Но самое чудовищное было то, что началось после публикации. Она была встречена оглушительными воплями восторга. Союз писателей поспешил выдвинуть литературный шедевр на Ленинскую премию, которая и была тотчас присуждена. Притом, наверное, не было в нашем огромном государстве человека, даже среди самых неискушенных, который не догадывался бы, что в «шедевре» этом ни одна страница самим Брежневым не написана.
Моральный урон общественному сознанию и общественной нравственности был нанесен огромный: всенародно разыгрывался постыдный спектакль, в который не верили ни актеры (кроме, пожалуй, исполнителя «главной роли»), ни зрители. И это добавило изрядную дозу недоверия к власти, политической апатии и цинизма, которые разъедали сознание и души людей. В символическом смысле это была как бы эпитафия очень печальному, много стоившему нам отрезку нашей истории — застою в его самом подлинном смысле, пик которого я бы датировал 1975–1982 годами.
Знамя. 1990. № 9. С. 201–222; № 10. С. 197–207
Александр Бовин
Курс на стабильность породил застой
В октябре 1964 года Пленум ЦК КПСС освободил Хрущева от партийных и государственных должностей «по состоянию здоровья». С докладом на пленуме выступил М. А. Суслов. В нем были правильные, справедливые оценки. Основной мотив критики Первого секретаря ЦК КПСС — нарушение коллегиальности, коллективности руководства, нежелание считаться с мнением товарищей, возрождение «культовой» атмосферы, а также дестабилизация общей обстановки из-за непродуманных реформ и частой смены кадров. Трудно сказать, насколько искренни были докладчик и те, кто ему аплодировал, каковы были их действительные намерения. Если же отвлечься от намерений и встать на почву фактов, то мы увидим, что прозвучавшая на октябрьском Пленуме ЦК КПСС критика в значительной мере оказалась лицемерной…

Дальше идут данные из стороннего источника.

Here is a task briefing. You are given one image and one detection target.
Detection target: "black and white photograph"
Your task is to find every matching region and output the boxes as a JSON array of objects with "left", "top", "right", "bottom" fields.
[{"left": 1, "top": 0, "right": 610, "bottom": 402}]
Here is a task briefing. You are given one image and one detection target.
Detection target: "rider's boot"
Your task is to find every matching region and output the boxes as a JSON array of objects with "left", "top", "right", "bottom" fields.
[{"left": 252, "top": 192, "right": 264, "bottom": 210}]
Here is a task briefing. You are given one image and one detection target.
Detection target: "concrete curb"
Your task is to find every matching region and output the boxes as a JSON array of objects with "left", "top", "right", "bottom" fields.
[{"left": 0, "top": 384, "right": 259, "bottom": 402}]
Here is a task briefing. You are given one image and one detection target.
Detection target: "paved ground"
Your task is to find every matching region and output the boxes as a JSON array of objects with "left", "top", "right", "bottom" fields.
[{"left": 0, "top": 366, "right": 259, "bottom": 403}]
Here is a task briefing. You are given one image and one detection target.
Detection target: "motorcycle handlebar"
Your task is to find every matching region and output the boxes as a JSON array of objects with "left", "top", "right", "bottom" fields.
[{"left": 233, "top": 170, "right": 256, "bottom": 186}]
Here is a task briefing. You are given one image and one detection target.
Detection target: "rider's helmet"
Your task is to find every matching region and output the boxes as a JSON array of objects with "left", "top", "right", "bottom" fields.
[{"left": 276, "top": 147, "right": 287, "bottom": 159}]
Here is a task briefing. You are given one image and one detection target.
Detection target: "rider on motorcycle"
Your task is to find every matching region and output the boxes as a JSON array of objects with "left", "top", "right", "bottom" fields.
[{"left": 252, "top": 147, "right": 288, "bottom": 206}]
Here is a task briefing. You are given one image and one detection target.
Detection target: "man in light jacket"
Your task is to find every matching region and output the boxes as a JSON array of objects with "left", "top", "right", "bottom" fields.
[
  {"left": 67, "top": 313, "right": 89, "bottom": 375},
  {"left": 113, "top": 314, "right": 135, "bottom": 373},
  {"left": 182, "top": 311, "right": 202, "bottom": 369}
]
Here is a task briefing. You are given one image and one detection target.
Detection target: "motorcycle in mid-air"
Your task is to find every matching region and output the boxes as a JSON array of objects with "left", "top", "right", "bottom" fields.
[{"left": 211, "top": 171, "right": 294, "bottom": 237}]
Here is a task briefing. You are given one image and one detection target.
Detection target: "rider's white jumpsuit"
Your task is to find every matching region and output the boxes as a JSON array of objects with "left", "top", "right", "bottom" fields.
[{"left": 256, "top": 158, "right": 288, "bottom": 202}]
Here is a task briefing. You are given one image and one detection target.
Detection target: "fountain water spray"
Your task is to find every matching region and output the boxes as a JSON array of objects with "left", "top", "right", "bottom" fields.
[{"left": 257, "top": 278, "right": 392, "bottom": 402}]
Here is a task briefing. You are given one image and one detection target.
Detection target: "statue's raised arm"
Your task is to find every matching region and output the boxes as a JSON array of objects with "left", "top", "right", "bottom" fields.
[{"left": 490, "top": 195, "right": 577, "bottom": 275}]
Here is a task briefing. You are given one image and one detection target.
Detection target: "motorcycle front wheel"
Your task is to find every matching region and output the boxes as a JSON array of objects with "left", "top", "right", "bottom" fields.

В принципе Брежнев исходил из тех же посылок, что и Хрущев: люди хотят жить лучше, спокойнее; нужно во что бы то ни стало предотвратить войну; нужно решительно сдвинуть сельское хозяйство с мертвой точки, ускорить развитие группы «Б». Причем политика Брежнева действительно была более уравновешенной, более основательной на ряде направлений. И где-то до конца 60 — начала 70-х годов давала, на мой взгляд, пусть ограниченные, но положительные результаты. Однако в дальнейшем — особенно после чехословацких событий 1968 года — курс на стабильность, не сопровождавшийся развитием демократии, необходимыми переменами, обновлением кадров, начал порождать застой, мертвящую неподвижность, которая, в свою очередь, стала источником бесконтрольной бюрократизации, нравственно-политического разложения работников партийного и государственного аппарата. В партийных комитетах, в партийном аппарате стал увеличиваться удельный вес серых, невыразительных, бездуховных людей.
После ухода Хрущева давление сталинистов многократно усилилось. Отношение Брежнева к этой проблеме, насколько я могу судить, было неоднозначным. Как политик он понимал, что «полномасштабная», гласная, точнее, громогласная реабилитация Сталина невозможна, что она окажет в целом отрицательное воздействие на обстановку в стране, на авторитет СССР за рубежом. Но как человек, сформировавшийся в сталинские годы и Сталиным выдвинутый на руководящие посты, он симпатизировал Сталину и внутренне не мог принять его развенчание. В этом он находил полную поддержку многих товарищей из Политбюро и Центрального Комитета, которые прошли сходный жизненный путь и примерно одинаково оценивали Сталина. Имя Сталина стало все чаще всплывать в мемуарной литературе, в различного рода книжках и статьях. Плохо то, что воспоминания эти имели, как правило, апологетический характер. Начался постепенный дрейф в сторону от решений XX и XXII съездов партии.
В отличие от Сталина или Хрущева Брежнев не обладал яркими личностными характеристиками. Его трудно назвать крупным политическим деятелем. Он был человеком аппарата и, по существу, слугой аппарата.
Если же иметь в виду человеческие качества, то, по моим наблюдениям, Брежнев был в общем-то неплохим человеком, общительным, устойчивым в своих привязанностях, радушным, хлебосольным хозяином. Любил охоту, домино, кино «про зверушек». Радовался доступным ему радостям жизни. Так было примерно до первой половины 70-х годов.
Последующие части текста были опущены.